The picture showed the true Jaffrey, which happened to be the exact resemblance the Colonel. While the house represents the darkness within us all, Jaffrey represents the evil of greed and sin. There are no positive aspects to Jaffrey. He is the epitome of terror and malice; his only purpose is to gain wealth and torment the souls of the suffering house. The darkness he emits has saturated the forgotten children, making them unfit for human contact. As Phoebe uses her light to help them, Jaffrey's dark influence threatens to steal the innocent beauty that Phoebe possesses.
In the end, Jaffrey is consumed by the darkness he created, not within himself, but within Clifford. In the end of the novel, with the death of the wicked tyrant, the other characters have found redemption. The death of their symbolic father serves as a release from past traumas, just as the marriage between Phoebe and Holgrave provide sufficient compensation done to Matthew Maule. Now, the physical and the psychological curses have been set right, providing a rather predictable ending to a drawn out tragedy.

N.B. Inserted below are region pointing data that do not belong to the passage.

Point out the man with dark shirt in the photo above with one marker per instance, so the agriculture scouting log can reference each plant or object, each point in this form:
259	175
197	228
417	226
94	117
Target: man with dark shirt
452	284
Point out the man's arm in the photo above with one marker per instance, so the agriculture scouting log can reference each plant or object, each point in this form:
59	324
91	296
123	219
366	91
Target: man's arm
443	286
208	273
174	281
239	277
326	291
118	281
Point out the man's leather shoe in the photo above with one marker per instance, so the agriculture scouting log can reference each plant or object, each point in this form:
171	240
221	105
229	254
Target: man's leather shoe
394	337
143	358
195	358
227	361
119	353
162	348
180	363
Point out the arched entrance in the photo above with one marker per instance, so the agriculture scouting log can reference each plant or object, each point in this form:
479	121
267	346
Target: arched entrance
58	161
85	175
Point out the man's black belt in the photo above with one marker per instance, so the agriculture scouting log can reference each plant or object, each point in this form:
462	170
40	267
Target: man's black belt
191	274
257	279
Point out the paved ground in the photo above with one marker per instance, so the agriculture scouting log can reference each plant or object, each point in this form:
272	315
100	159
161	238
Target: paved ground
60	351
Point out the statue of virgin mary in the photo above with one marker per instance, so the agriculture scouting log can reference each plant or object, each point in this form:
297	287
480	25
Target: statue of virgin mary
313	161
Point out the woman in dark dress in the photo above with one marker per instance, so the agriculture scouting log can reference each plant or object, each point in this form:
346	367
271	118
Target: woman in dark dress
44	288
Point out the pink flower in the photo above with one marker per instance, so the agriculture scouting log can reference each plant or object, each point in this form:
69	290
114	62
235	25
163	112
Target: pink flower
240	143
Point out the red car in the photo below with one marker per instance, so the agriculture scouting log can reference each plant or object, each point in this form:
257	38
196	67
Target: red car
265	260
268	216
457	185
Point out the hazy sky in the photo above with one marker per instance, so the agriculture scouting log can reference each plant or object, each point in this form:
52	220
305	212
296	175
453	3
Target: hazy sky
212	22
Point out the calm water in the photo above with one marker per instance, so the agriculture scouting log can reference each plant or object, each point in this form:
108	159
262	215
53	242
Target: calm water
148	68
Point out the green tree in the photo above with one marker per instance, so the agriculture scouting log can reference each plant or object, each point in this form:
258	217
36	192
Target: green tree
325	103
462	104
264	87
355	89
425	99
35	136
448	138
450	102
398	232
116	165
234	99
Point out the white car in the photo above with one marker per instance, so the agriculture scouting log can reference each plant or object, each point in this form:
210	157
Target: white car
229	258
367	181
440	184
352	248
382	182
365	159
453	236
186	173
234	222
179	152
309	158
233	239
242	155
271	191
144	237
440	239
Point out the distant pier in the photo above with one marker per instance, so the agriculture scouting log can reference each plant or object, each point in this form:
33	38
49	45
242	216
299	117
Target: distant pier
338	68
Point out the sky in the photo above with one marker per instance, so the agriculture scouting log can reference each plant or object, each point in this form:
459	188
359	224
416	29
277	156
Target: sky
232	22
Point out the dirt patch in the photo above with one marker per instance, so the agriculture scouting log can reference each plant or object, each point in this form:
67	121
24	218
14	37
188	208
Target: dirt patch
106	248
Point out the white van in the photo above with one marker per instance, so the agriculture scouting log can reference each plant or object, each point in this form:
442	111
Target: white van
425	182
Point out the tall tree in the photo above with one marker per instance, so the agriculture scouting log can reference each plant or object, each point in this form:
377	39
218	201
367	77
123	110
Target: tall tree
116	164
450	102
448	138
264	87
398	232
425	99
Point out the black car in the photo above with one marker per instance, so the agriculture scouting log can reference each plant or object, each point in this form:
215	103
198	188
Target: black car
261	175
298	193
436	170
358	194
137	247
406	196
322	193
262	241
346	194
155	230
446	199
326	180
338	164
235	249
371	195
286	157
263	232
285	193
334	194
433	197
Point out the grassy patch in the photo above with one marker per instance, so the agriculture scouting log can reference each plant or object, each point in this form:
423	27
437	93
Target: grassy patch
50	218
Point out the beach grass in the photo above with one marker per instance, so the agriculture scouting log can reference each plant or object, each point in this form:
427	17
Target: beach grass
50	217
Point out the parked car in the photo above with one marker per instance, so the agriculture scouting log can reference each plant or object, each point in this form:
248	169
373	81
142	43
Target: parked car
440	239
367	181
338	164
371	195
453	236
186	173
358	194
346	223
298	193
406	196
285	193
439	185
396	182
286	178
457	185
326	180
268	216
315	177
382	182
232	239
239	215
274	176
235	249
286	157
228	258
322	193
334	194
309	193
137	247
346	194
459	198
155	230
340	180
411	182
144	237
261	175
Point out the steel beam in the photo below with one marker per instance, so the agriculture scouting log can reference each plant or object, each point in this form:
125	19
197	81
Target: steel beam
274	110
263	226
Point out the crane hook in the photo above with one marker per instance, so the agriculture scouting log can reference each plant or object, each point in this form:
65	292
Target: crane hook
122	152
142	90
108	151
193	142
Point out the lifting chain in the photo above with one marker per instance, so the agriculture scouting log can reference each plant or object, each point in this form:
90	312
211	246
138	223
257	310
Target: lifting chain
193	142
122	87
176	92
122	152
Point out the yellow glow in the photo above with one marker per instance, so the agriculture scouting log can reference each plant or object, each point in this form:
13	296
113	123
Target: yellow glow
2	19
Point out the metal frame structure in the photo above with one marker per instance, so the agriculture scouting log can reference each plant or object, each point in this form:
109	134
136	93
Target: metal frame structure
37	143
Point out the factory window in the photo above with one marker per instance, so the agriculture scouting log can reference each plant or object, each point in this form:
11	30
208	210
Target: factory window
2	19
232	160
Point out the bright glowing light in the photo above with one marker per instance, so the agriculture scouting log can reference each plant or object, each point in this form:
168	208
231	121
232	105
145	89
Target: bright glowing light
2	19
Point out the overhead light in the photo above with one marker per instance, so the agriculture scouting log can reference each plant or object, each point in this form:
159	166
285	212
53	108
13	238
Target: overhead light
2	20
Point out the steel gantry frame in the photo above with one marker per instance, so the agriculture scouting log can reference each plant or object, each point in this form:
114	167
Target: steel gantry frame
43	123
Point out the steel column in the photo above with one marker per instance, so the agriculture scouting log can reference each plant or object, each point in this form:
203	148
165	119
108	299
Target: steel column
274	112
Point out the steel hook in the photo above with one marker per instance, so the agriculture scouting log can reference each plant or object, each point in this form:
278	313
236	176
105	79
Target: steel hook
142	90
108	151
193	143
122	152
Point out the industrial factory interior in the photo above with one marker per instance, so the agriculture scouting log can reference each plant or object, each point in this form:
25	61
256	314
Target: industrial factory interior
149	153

Hepzibah and Clifford have finally found solace and wealth-both emotional and material-and can now attempt to reenter the daylight of the society which they have avoided for so long. The providential ending amounts to a wistful settling of old scores on Hawthorne's part (Crews 174). Each of the novel's themes is a more detailed aspect of the central theme of past sins coming back to haunt future generations. Each generation suffered from some morale decline of character, mainly greed. They selfishly cling to an idea of family importance, long dead with their tyrannical forefather. As the family line deteriorates, so does the mental stability of the descendants until only lost, motherless children are left who must wander through the darkness of their own tortured psyches in hopes of finding some redeeming light.
The light comes in the form of a slightly distant cousin, whose virginal sunshine dissolves the darkness within the house and within their hearts. But true redemption is not achieved until their symbolic father-the very essence of their stern, hard-hearted founder-dies from the very evil which he created and the Maule and Pyncheon bloodline is merged with the marriage of Phoebe and Holgrave.